WILL PARRISH reported a few weeks back on the case of Ramiro Hernandez Farias, a Ukiah resident originally from the southwestern state of Michoacan, Mexico, who has been living without papers here in Gringolandia for more than seven years. Farias was arrested by Immigrations and Customs Enforcement (ICE) during Operation Full Court Press, the much-ballyhooed sweep of public lands executed this past August by a phalanx of local, state, and federal marijuana eradicators. Farias has languished in Yuba County without charges for more than seven months, but he had nothing to do with marijuana cultivation. He was merely hanging out with his family on Cow Mountain, the BLM-sponsored recreation area east of Ukiah, at the time he was swept up by the feds. Farias' family originally came to Gringolandia to escape persecution by one of Mexico's ultra-violent drug cartels, La Familia, which had offed his father-in-law and tortured his uncle, an outgrowth off the cartel's efforts to take over new turf. With help from his Santa Rosa-based attorney, Richard Coshnear, he is seeking to gain asylum status under the international torture convention, of which the US is a signatory, which would allow him to remain in the US and thereby avoid his own horrible fate at that hands of the cartel. Farias appeared before a San Francisco immigration judge on Valentine's Day, February 14th. After three hours of testimony, the judge was unable to render an immediate decision on his fate. He continued the case until April 9th, the next time he has an opening on his calendar (such is the volume of cases at the SF immigration court during the Obama era.) Farias is not alone in having been rounded up during Full Court Press, despite having no demonstrable ties to the marijuana cultivation industry. The question arises: To what degree was the combined federal-local campaign to squelch marijuana growing on public lands merely a pretext the federal immigration cops exploited in order to round up local undocumented people, in the process shattering their families, and in some cases — like that of Farias — endangering their lives. There are several cases similar to that of Farias. Will had originally planned to feature a follow-up on the Farias case a few weeks ago, but it's taken him longer than he expected to wrap up his full investigation of who was arrested during Operation Full Court Press, and under what circumstances. He plans to complete that follow-up piece in time for next week's issue.
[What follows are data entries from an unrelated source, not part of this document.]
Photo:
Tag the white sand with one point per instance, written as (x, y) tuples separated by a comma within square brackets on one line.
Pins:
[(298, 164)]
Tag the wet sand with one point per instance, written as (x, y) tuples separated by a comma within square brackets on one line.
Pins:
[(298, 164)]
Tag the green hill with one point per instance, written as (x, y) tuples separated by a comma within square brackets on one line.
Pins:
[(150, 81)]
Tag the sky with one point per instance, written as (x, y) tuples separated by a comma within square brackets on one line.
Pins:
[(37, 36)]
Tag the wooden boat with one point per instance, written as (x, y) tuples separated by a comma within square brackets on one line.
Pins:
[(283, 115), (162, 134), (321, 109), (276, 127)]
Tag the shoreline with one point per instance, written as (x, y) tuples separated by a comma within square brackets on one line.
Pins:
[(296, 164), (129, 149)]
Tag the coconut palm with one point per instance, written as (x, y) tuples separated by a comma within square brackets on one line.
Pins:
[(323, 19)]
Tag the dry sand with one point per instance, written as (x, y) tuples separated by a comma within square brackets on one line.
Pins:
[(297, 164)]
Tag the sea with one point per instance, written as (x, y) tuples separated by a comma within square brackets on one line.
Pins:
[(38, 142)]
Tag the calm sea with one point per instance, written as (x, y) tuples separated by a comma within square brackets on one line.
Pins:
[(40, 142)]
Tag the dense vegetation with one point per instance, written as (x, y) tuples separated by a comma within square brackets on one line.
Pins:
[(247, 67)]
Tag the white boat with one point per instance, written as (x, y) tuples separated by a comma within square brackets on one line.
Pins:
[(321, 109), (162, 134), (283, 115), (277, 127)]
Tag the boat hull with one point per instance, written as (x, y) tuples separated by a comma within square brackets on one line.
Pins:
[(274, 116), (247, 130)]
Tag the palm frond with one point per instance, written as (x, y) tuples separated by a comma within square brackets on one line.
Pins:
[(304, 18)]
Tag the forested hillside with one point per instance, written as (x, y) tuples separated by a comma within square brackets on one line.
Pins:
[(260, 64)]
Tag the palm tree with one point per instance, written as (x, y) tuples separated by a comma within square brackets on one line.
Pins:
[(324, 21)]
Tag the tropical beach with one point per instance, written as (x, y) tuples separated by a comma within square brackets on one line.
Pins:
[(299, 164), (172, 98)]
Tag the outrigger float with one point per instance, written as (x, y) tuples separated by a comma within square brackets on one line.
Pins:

FLIP OUT OF THE WEEK honors go to Gilberto Olea-Vargas, 20, of Ukiah. On Monday night about 9, deputies from the Mendocino County Sheriff's Office were dispatched to 2075 N. State St. in Ukiah “regarding a male subject vandalizing the residence and possibly under the influence of drugs. When deputies arrived, they were directed to a male subject standing in the street without his shirt on. He was covered with a white ash type powder, talking to himself and occasionally laughing out loud. Family members informed deputies that Gilberto had been ingesting the designer drug ‘Bath Salts’ for the past three days and he was acting violent towards them. Family members stated that Gilberto had vandalized a cast iron stove that was attached to a wall in the residence, that's why he was covered in ash. Gilberto had also taken a large metal pipe and vandalized a truck that belonged to his father. Gilberto was incoherent, and then very aggressive but was restrained by deputies, put in handcuffs and arrested for public intoxication and felony vandalism and taken to Ukiah Valley Medical Center for clearance and being under the influence of Bath Salts. At the hospital, Gilberto would become very aggressive and try to break his handcuffs, he would then calm down and again become aggressive. Gilberto was later transported and booked into the Mendocino County Jail for the listed charges and his bail set at $15,000.”
THIS COULD BE GOOD NEWS for Mendocino County's burgeoning home-based enterprises. Assemblyman Mike Gatto, D-Los Angeles, has introduced a bill that would allow home-based chefs to sell their wares without a lot of the red tape that presently discourages small enterprise. AB1616 would permit people to market "nonhazardous" baked goods, granola, popcorn, chocolate-covered nonperishables, roasted coffee, jams and honey. Gatto says his law is similar to that existing in some 30 other states.ONE WONDERS that no one on the South Coast has applied for this attractive, nearly full-time job driving the Tribal Head Start bus. $18.21 an hour, 35 hours a week plus fringes. The driver also usually helps out in the class room when they aren't driving or taking care of the bus." If interested, please contact Leah Hawkins at 916-929-9761 ext. 1701 or e-mail her at Leah.Hawkins@crihb.net
MY VOICE was getting louder and louder
And I seemed to be drooling clam chowder
Hey! It’s not my fault
I was taking bath salt
I thought it was just baby powder!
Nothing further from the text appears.